Zou Lianfeng, Gao Peiyuan, Jia Haiping, Cao Xia, Wu Haiping, Wang Hui, Zhao Wengao, Matthews Bethany E, Xu Zhijie, Li Xiaolin, Zhang Ji-Guang, Xu Wu, Wang Chongmin
Environmental Molecular Sciences Laboratory, Pacific Northwest National Laboratory, 3335 Innovation Boulevard, Richland, Washington 99354, United States.
Advanced Computing, Mathematics, and Data Division, Pacific Northwest National Laboratory, 902 Battelle Boulevard, Richland, Washington 99352, United States.
ACS Appl Mater Interfaces. 2022 Jan 26;14(3):4111-4118. doi: 10.1021/acsami.1c20789. Epub 2022 Jan 11.
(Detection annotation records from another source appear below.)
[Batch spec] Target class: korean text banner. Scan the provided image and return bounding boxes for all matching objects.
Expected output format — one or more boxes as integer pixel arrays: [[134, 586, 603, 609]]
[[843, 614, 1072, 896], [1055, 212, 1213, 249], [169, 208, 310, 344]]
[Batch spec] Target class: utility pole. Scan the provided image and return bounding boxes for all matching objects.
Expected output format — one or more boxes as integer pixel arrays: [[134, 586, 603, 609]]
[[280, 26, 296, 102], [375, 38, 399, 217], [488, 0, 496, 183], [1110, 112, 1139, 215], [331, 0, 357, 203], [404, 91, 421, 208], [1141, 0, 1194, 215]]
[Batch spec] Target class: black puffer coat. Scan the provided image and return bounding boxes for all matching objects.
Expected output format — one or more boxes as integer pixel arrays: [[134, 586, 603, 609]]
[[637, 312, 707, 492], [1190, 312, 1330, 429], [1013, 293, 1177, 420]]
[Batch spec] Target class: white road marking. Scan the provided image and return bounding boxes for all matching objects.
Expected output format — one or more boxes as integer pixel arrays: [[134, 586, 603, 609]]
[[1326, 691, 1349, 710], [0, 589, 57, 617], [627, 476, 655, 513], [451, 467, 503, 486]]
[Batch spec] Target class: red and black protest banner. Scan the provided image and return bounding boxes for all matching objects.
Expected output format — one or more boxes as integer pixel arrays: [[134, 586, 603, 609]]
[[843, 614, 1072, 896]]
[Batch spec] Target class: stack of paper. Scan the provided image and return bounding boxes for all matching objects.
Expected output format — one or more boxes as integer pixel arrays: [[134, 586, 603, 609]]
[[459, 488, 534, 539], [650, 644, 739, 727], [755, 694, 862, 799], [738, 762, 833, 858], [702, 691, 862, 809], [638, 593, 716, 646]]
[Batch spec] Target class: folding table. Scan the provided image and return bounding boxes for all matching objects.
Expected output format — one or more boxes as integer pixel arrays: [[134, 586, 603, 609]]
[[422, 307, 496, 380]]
Solid-electrolyte interphases is essential for stable cycling of rechargeable batteries. The traditional approach for interphase design follows the decomposition of additives prior to the host electrolyte, which, as governed by the thermodynamic rule, however, inherently limits the viable additives. Here we report an alternative approach of using a nonsacrificial additive. This is exemplified by the localized high-concentration electrolytes, where the fluoroethylene carbonate (FEC) plays a nonsacrificial role for modifying the chemistry, structure, and formation mechanism of the cathode-electrolyte interphase (CEI) layers toward enhanced cycling stability. On the basis of ab initio molecular dynamics simulations, we further reveal that the unexpected activation of the otherwise inert species in the interphase formation is due to the FEC-Li coordinated environment that altered the electronic states of reactants. The nonsacrificial additive on CEI formation opens up alternative avenues for the interphase design through the use of the commonly overlooked, anodically stable compounds.
固态电解质界面对于可充电电池的稳定循环至关重要。传统的界面设计方法是在主体电解质之前使添加剂分解,然而,受热力学规则支配,这固有地限制了可行的添加剂。在此,我们报道了一种使用非牺牲性添加剂的替代方法。以局部高浓度电解质为例,其中氟代碳酸乙烯酯(FEC)在修饰阴极 - 电解质界面(CEI)层的化学性质、结构和形成机制以增强循环稳定性方面起着非牺牲性作用。基于从头算分子动力学模拟,我们进一步揭示,在界面形成过程中原本惰性的物种意外地被激活,这是由于FEC - Li配位环境改变了反应物的电子态。CEI形成上的非牺牲性添加剂通过使用通常被忽视的阳极稳定化合物为界面设计开辟了替代途径。